After the competition will be over how will you test our solutions?
I assume there will be some private benchmarks along the ones we were given in the contest period.
Regarding the benchmarks I found out that the special condition for the SUBSTRING problem according to the reference file is _NOT_ checked by any of the benchmarks.
With the special condition I mean the following: The reference implementation computes diagonals, but besides checking for larger sequences on the diagonal itself, ich has to check neighour-fields (horizontally and vertically). It is accomplished by checking L[i+1][j] and L[i][j+1]. Because of parallelization issues, this step was made independent from the rest of the algorithm in our solution. Disabling this checking in our implementation passes all benchmarks when submitted via AYC upload. This is just because this case was not checked for in the benchmark suite.
However, when using custom generated data (e.g., the pimped version *g*), there cases makes a difference. I I think this might be a bit unlucky not to be contained in the benchmark suite using the upload feature.
I agree with you. They ought to test that case, too, because the reference algorithm contains these ifs and this shifting behavior, and doing this correctly in a parallel algorithm is difficult.
I've spent quite a bit of time on the neighbor field issue. The diagonal algorithm isn't very difficult but correctly checking the neighbor diagonals is, if you want to do it fast.

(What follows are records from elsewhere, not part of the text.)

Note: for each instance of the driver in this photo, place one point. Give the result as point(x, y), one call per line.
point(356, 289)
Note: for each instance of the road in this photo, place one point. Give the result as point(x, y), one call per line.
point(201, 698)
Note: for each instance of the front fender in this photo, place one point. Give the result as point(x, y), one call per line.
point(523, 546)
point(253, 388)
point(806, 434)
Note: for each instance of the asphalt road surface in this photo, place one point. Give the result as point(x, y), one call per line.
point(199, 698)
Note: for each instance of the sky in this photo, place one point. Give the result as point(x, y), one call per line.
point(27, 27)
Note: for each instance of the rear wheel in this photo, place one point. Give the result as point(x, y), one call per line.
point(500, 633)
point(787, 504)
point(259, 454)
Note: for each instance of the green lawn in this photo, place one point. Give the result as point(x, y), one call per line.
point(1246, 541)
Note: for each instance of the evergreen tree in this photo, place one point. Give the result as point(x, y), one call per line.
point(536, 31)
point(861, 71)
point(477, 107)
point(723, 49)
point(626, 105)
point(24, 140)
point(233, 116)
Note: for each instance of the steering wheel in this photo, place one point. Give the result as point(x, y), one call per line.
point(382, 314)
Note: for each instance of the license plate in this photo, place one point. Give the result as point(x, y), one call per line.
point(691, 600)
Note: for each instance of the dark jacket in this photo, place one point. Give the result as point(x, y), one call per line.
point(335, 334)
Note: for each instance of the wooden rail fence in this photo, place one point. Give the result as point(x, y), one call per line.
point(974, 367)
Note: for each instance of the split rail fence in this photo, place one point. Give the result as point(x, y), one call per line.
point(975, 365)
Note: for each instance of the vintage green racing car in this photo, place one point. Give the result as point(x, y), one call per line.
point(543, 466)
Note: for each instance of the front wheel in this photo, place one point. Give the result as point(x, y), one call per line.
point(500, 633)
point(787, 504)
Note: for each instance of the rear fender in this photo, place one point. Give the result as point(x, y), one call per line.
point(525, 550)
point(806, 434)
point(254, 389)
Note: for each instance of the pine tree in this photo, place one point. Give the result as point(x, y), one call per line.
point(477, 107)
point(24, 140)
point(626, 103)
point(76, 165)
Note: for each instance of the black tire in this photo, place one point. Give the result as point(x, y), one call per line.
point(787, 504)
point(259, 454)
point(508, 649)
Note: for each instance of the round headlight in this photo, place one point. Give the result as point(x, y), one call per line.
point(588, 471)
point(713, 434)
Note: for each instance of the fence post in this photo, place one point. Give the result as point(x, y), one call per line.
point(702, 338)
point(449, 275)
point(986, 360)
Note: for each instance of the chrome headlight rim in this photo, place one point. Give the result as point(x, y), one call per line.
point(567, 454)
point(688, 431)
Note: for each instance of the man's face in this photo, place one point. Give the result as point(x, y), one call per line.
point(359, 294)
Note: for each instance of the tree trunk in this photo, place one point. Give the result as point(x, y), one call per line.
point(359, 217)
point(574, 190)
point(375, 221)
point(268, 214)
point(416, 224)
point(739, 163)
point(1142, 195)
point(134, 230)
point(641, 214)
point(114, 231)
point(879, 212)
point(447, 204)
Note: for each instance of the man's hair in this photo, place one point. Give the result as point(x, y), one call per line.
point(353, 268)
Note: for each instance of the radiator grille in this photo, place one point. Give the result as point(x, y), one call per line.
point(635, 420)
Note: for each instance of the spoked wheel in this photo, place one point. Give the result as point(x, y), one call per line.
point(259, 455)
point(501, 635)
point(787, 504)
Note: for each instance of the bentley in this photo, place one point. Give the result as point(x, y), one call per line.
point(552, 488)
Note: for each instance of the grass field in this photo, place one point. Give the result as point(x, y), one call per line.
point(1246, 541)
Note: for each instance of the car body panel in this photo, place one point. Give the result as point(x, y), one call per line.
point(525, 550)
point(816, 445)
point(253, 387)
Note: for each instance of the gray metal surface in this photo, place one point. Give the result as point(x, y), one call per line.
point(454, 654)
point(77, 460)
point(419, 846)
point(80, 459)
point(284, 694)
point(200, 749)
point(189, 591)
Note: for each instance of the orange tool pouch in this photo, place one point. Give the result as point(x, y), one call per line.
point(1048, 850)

We ended up using a small queue for the left, current and right diagonal to check the neighbors. I also had to adapt the way we split the input into subranges (for parallelization) so that a "repeated sequence" (AAAAAAAAAA) is not split because it would break our merging algorithm:On reading a sequence, I create a (naturally sorted) array of ranges that contain duplicated letters and then I use a binary search with the start and end position of the relevant input segment to make sure that that it doesn't start or end in a series of duplicated letters and adapt the range if it does so.
This costs a lot of time.
And it resulted in the biggest facepalm of my life ^^After the deadline, when I woke up, I looked at the code and thought to myself: "why do I keep an array and why do I binary search at all. I could just check the previous and current letter at the borders and if they are equal, move to the right..."It took me 3 minutes to take out the old code and put in that approach...: works like a charm and I got 30% better performance in all my benchmarks. But instead I spent the whole night from Tuesday to Wednesday microoptimizing shit and not knowing what else to do; we would have been on par with candreolli and andreas86 with this change :(